Justiça italiana deve decidir futuro de Pizzolato em maio

iG Minas Gerais | RODRIGO FREITAS |

O ex-diretor de marketing do Banco do Brasil Henrique Pizzolato, único dos réus do mensalão a fugir do país, terá seu futuro definido possivelmente no mês de maio. Na semana passada, Pizzolato, que está na Itália, sofreu sua primeira derrota desde que foi preso no país europeu. Em parecer encaminhado ao Tribunal de Bolonha, o Ministério Público da Itália recomendou a extradição do brasileiro, condenado a 12 anos e sete meses de prisão.  

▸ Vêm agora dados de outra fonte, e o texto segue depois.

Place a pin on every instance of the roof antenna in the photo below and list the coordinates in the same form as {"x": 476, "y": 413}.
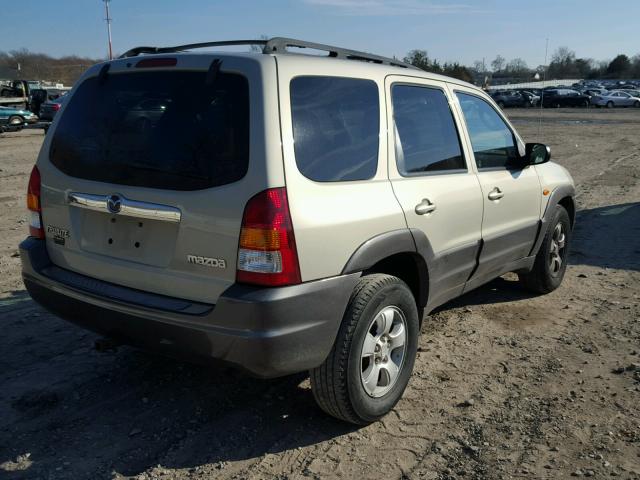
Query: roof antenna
{"x": 544, "y": 79}
{"x": 212, "y": 73}
{"x": 102, "y": 75}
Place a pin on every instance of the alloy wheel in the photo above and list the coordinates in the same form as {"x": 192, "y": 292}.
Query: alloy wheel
{"x": 557, "y": 250}
{"x": 383, "y": 351}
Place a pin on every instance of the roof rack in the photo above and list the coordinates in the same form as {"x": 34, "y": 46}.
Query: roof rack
{"x": 278, "y": 45}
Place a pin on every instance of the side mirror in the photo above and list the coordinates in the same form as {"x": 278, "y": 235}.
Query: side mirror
{"x": 537, "y": 153}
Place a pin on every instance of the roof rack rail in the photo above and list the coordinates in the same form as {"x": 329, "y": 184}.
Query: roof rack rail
{"x": 278, "y": 45}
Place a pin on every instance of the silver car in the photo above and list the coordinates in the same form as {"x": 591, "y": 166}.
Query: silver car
{"x": 286, "y": 212}
{"x": 616, "y": 98}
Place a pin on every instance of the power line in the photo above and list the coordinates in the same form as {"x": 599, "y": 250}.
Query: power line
{"x": 108, "y": 20}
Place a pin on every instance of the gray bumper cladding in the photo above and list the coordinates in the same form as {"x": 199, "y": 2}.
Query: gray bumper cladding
{"x": 269, "y": 332}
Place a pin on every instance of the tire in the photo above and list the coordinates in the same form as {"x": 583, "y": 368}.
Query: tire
{"x": 338, "y": 385}
{"x": 16, "y": 120}
{"x": 547, "y": 273}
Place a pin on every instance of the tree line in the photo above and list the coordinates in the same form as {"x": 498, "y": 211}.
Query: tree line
{"x": 26, "y": 65}
{"x": 564, "y": 64}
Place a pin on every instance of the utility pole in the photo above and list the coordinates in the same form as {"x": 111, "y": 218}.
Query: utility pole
{"x": 108, "y": 20}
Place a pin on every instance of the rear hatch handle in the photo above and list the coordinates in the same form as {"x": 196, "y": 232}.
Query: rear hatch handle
{"x": 118, "y": 205}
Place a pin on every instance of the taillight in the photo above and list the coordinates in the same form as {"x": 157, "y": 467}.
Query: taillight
{"x": 267, "y": 252}
{"x": 33, "y": 204}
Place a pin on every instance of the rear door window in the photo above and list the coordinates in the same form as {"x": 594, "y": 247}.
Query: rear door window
{"x": 168, "y": 130}
{"x": 494, "y": 144}
{"x": 426, "y": 135}
{"x": 336, "y": 127}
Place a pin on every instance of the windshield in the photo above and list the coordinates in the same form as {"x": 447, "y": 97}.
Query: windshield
{"x": 168, "y": 130}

O caso será avaliado pelo tribunal bolonhês no mês que vem. A palavra final será dada pelo Ministério da Justiça italiano. Os promotores consideram que o ex-diretor do banco não sofreu um processo político no Brasil, conforme ele alega e que o julgamento ocorreu a contento, mesmo tendo sido feito em apenas uma instância – o Supremo Tribunal Federal (STF). O governo brasileiro encaminhou o pedido de extradição de Pizzolato à Itália em março.

A posição dos promotores da Itália contraria o histórico do país, que, normalmente, costuma recusar a extradição de pessoas com cidadania italiana. Henrique Pizzolato entrou no país com um passaporte falso do irmão, falecido ainda no ano de 1978. Ele foi preso em fevereiro na casa de um sobrinho, em Maranello, no Norte do país, e levado para a prisão em Módena. O ex-diretor do Banco do Brasil pede para cumprir sua pena na Itália e passar o resto de sua vida no país.